Numeracy is a key life skill which will improve student’s employability and enable them to deal with many situations they may encounter throughout their lives. As with literacy, we are all, regardless of our role or specialism, responsible for improving the numeracy skills of those we teach. Improving numeracy skills will enable our students to cope with the mathematical demands of everyday life as well as contributing to raising standards across the academy.
Outlined below are some activities that students should expect to encounter in their studies that would allow them opportunities to develop their numeracy skills:
•The student develops the skills to allow them to make regular and accurate use of key numerical terms e.g. units of measurement, time and distance in the lesson to reinforce learning and understanding of their application to real life situations.

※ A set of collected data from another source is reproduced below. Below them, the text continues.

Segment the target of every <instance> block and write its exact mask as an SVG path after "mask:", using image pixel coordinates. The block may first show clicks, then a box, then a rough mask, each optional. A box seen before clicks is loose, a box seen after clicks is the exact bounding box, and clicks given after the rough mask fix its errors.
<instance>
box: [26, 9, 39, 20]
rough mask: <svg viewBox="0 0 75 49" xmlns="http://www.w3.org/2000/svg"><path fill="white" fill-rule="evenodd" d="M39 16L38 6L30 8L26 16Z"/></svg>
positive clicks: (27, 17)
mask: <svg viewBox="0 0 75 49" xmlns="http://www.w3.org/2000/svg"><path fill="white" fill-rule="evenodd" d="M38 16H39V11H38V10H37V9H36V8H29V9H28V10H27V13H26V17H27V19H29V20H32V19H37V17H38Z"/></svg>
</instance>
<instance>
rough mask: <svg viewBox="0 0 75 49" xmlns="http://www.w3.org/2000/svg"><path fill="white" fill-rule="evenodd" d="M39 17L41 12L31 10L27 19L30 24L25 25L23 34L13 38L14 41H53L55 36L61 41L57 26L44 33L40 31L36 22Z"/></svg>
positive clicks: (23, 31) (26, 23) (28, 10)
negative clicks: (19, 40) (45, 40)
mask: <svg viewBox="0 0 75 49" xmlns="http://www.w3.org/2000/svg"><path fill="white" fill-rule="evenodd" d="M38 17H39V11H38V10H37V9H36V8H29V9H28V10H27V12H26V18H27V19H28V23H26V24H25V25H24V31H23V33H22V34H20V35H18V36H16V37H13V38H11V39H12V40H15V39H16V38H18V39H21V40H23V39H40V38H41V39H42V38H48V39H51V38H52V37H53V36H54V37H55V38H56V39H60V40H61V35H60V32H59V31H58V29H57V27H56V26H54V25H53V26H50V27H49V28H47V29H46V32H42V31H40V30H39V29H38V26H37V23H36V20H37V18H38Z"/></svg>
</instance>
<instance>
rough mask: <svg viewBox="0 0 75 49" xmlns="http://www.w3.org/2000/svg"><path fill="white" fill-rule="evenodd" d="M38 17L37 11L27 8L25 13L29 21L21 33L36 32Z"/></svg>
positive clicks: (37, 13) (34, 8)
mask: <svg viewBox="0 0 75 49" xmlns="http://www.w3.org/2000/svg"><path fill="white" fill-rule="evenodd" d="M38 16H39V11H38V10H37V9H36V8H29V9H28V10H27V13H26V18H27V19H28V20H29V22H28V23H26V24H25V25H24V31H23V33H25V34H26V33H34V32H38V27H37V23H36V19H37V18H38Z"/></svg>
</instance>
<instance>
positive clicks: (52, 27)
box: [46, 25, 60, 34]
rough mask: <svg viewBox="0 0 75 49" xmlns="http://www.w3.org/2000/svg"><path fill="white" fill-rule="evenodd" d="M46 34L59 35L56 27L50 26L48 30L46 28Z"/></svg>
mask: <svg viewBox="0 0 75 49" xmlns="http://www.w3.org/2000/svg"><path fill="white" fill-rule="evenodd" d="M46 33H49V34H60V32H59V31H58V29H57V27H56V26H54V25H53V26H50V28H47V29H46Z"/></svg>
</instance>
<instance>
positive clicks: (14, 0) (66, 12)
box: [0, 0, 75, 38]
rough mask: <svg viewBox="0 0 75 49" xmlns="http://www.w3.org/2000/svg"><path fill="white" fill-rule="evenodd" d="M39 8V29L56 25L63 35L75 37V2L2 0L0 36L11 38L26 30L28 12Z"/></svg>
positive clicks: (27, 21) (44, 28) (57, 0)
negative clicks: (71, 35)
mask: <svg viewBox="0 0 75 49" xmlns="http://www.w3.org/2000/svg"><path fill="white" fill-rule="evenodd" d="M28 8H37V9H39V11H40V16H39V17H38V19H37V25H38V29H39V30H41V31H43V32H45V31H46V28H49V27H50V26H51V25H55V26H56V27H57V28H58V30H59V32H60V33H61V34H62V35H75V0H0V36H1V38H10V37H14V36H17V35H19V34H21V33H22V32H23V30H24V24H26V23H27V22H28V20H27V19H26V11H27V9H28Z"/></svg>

•Students will be encouraged to be less dependent on simple words e.g. exposing them to the word multiply as a replacement for times
•Mental arithmetic will be encouraged at all opportunities as the strategy to solve a numerical problem, with calculators only being used for awkward or particularly time-consuming calculations.
•Students will be reminded of the core skills of addition, subtraction, multiplication and division where appropriate in lessons.
•Students will be asked to explain how they worked out their calculation to encourage problem solving skills. This is a key transferable skill across the curriculum.
•Students will be encouraged to seek and compare a range of calculations methods. By asking students how they have worked out a calculation and insisting everyone listens and responds positively the student is embedding the knowledge into long term memory. This links with communication skills for literacy across the curriculum.
•Students will develop their own methods of calculation and setting out their working out down the page rather than across to ensure consistency.
•When using statistics, students develop using a range of representations of data such as barcharts, piecharts and scattergraphs and remind students of key terms such as mean, median and mode.
•Emphasis is put on the importance of secure numeracy skills for coping with the mathematical demands of everyday life.